Tilde Substitution

JMN 2023-08-27 With the implementation of tip 602 https://core.tcl-lang.org/tips/doc/trunk/tip/602.md The information below no longer applies for Tcl9

The [file tildeexpand $path] and [file home] commands can be used to substitute ~ when desired.

I use an alias in my tclsh for commandline use: e.g interp alias "" ~ "" file join $::env(HOME)

Where previously you might type: glob -dir ~/.fossils * it becomes: glob -dir [~ .fossils] *

This bakes the homedir into the alias - which as far as I know is fine, as I'm not aware of any platforms that really allow a process to change the user it's running as - but in case it matters for some reason, you could always alias it as:

interp alias "" ~ "" apply {args {file join $::env(HOME) $args}}


Tcl supports csh-style tilde substitution. If a file name starts with a tilde, then the file name will be interpreted as if the first element is replaced with the location of the home directory for the given user. If the tilde is followed immediately by a separator, then the $HOME environment variable is substituted. Otherwise the characters between the tilde and the next separator are taken as a user name, which is used to retrieve the user's home directory for substitution.

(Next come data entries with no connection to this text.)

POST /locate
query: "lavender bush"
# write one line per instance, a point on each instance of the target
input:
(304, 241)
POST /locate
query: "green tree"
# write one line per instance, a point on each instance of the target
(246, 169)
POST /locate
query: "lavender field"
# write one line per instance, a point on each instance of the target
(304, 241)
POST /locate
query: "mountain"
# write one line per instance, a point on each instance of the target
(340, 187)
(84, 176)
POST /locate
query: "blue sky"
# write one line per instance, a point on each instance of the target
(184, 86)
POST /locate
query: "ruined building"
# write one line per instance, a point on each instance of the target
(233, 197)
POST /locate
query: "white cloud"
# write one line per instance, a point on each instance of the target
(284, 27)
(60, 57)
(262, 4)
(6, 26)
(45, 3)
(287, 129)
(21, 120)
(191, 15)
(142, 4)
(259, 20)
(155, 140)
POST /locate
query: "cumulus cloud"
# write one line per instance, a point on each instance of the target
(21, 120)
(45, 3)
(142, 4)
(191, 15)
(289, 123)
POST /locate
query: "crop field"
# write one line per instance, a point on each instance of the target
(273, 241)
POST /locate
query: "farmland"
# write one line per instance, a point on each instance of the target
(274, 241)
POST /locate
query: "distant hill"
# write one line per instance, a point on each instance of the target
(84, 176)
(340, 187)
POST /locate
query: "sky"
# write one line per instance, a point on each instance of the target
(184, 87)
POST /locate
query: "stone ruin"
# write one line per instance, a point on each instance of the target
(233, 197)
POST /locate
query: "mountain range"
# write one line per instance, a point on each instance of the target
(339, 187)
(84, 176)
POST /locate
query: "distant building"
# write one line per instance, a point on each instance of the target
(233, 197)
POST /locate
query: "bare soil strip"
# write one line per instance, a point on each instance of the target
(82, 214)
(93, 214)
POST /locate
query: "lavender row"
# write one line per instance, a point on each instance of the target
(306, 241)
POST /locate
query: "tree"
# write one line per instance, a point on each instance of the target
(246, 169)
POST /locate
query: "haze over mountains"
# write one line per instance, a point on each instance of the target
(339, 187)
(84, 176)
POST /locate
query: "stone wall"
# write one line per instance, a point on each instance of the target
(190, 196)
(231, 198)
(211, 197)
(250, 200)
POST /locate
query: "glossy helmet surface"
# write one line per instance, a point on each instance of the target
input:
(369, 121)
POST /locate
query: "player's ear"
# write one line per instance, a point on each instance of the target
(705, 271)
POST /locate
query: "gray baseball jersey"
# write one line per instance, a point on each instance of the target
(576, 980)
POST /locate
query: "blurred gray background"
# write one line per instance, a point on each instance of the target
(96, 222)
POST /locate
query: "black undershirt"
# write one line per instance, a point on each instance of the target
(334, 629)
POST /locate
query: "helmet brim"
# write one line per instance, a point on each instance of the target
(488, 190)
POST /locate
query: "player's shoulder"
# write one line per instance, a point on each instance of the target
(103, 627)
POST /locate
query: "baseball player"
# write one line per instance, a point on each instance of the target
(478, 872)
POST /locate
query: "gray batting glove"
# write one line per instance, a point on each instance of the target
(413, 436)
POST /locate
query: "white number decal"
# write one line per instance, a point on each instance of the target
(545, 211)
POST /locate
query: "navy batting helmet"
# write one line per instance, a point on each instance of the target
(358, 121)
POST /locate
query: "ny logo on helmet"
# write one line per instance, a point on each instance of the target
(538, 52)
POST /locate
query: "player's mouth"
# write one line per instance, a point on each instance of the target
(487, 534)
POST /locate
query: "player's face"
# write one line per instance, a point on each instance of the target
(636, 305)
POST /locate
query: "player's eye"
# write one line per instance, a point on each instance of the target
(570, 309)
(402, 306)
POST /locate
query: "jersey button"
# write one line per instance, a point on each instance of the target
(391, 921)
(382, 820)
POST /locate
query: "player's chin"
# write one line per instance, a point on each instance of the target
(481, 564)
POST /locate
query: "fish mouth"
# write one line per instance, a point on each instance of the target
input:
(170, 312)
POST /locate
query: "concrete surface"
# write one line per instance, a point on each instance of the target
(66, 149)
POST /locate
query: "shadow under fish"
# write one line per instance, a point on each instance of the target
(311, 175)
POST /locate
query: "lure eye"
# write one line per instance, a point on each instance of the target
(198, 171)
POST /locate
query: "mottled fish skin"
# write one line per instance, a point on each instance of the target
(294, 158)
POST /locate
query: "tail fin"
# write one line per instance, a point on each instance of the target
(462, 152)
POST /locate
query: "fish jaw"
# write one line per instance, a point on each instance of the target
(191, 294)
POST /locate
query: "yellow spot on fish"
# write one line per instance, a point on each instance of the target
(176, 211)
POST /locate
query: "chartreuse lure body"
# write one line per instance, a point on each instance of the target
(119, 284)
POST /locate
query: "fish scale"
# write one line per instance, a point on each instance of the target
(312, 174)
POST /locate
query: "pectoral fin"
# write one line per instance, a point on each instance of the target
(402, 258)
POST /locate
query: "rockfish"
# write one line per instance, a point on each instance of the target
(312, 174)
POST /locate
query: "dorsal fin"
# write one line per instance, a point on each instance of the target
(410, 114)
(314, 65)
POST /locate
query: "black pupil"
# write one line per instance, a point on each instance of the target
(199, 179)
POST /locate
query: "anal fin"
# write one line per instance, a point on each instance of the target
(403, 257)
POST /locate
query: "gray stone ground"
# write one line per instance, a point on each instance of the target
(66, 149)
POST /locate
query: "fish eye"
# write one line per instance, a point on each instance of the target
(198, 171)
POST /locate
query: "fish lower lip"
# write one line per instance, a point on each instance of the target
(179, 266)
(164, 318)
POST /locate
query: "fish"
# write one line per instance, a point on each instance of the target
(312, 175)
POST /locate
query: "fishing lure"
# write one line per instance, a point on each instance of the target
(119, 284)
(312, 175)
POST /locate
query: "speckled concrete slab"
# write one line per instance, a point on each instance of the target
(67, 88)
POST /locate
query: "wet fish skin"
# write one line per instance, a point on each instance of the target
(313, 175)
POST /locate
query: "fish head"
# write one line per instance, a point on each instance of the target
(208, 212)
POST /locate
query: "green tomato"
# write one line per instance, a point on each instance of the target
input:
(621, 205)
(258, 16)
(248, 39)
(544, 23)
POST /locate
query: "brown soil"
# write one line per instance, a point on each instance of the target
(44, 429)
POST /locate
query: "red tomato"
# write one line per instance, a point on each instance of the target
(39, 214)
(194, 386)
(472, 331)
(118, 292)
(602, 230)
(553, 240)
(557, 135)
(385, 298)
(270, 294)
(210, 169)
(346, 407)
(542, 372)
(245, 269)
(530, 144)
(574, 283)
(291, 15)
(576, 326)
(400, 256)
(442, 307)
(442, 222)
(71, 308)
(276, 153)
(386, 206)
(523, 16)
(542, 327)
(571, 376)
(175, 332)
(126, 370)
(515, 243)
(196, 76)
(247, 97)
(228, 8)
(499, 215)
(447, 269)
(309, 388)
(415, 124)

The Macintosh and Windows platforms do not support tilde substitution when a user name follows the tilde. On these platforms, attempts to use a tilde followed by a user name will generate an error that the user does not exist when Tcl attempts to interpret that part of the path or otherwise access the file. The behaviour of these paths when not trying to interpret them is the same as on Unix. File names that have a tilde without a user name will be correctly substituted using the $HOME environment variable, just like for Unix.


Tilde substitution considered harmful

SEH: Many Tcl programmers have encountered the situation of writing code that takes lists of arbitrary file names as input, having that code work perfectly well for considerable time, then suddenly seeing it blow up and start throwing errors for no evident reason. Upon looking into the matter, said programmer discovers that the blowups occur when the first character of an input pathname is a tilde, and realizes the horror of tilde substitution; that is, sometimes when a path name starts with a tilde, the interpreter attempts to replace the tilde with a guess at a home directory value, which may or may actually exist, whether or not such substitution might make sense in context.

Fixing a tilde substitution problem in a single instance might be straightforward, but if you don't want it to happen again you may find it notoriously difficult to make your code really bulletproof against it. And this is not just frustrating and time-consuming, it feels non-tclish.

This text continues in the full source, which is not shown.